Vertex AI Pipelines Intermediate

Vertex AI Pipelines lets you orchestrate ML workflows as directed acyclic graphs (DAGs) using the Kubeflow Pipelines SDK. Each pipeline step runs in its own container on managed infrastructure, making workflows reproducible and scalable.

Building a Pipeline

Python
from kfp import dsl
from kfp.dsl import component, Input, Output, Dataset, Model

@component(base_image="python:3.10", packages_to_install=["pandas", "scikit-learn"])
def preprocess_data(input_path: str, output_data: Output[Dataset]):
    import pandas as pd
    df = pd.read_csv(input_path)
    df_clean = df.dropna()
    df_clean.to_csv(output_data.path, index=False)

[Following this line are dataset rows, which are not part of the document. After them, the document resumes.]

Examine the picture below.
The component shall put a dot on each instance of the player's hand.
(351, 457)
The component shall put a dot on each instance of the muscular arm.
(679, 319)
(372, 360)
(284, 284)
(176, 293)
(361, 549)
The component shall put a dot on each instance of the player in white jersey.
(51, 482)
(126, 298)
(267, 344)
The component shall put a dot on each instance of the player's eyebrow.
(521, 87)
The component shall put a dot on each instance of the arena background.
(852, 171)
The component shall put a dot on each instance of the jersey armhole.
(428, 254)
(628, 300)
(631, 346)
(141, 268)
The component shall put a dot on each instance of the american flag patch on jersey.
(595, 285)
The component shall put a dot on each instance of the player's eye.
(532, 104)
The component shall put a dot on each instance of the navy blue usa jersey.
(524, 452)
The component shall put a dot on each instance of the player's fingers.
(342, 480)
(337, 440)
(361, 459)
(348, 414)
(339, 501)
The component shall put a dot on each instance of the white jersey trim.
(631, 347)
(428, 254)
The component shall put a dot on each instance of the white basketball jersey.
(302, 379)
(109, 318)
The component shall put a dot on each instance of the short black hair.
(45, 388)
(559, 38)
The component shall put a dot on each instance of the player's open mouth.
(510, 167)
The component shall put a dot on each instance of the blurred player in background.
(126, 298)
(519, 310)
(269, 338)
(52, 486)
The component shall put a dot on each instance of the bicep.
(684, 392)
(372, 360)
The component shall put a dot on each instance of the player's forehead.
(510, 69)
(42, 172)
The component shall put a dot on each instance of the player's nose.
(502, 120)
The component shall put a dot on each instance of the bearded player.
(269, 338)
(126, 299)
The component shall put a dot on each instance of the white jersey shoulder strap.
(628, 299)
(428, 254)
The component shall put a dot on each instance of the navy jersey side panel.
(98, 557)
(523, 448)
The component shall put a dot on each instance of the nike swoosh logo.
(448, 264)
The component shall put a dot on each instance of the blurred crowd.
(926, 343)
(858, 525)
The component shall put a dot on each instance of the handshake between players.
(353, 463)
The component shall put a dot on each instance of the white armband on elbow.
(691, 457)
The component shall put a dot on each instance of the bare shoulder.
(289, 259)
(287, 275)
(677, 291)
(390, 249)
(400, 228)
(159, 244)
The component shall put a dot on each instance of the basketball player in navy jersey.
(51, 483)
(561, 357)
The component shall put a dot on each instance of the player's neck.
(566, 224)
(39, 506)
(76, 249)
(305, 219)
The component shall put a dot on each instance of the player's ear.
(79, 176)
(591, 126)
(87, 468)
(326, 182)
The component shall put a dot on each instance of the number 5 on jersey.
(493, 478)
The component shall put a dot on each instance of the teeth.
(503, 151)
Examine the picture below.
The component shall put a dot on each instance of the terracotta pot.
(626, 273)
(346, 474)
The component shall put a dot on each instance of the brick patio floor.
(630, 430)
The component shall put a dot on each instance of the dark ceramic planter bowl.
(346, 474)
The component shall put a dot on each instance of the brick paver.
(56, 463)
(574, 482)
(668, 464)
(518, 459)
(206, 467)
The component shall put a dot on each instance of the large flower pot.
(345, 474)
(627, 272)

@component(base_image="python:3.10", packages_to_install=["scikit-learn", "pandas"])
def train_model(data: Input[Dataset], model_out: Output[Model]):
    import pickle
    from sklearn.ensemble import RandomForestClassifier
    # Training logic here

@dsl.pipeline(name="ml-training-pipeline")
def training_pipeline(input_path: str):
    preprocess_task = preprocess_data(input_path=input_path)
    train_task = train_model(data=preprocess_task.outputs["output_data"])

Submitting a Pipeline Run

Python
from google.cloud import aiplatform

aiplatform.init(project="my-project", location="us-central1")

job = aiplatform.PipelineJob(
    display_name="training-run-001",
    template_path="pipeline.json",
    parameter_values={"input_path": "gs://my-bucket/data.csv"},
    pipeline_root="gs://my-bucket/pipeline-root",
)
job.submit(service_account="sa-pipeline@my-project.iam.gserviceaccount.com")

Scheduling Pipelines

Run pipelines on a schedule for regular model retraining:

Python
schedule = aiplatform.PipelineJobSchedule(
    pipeline_job=job,
    display_name="weekly-retrain",
    cron="0 2 * * 1",  # Every Monday at 2 AM
)
schedule.create()
Best Practice: Use Vertex AI Pipelines for any ML workflow that needs to be reproducible, auditable, or run on a schedule. Store pipeline templates in version control and use CI/CD to compile and deploy them.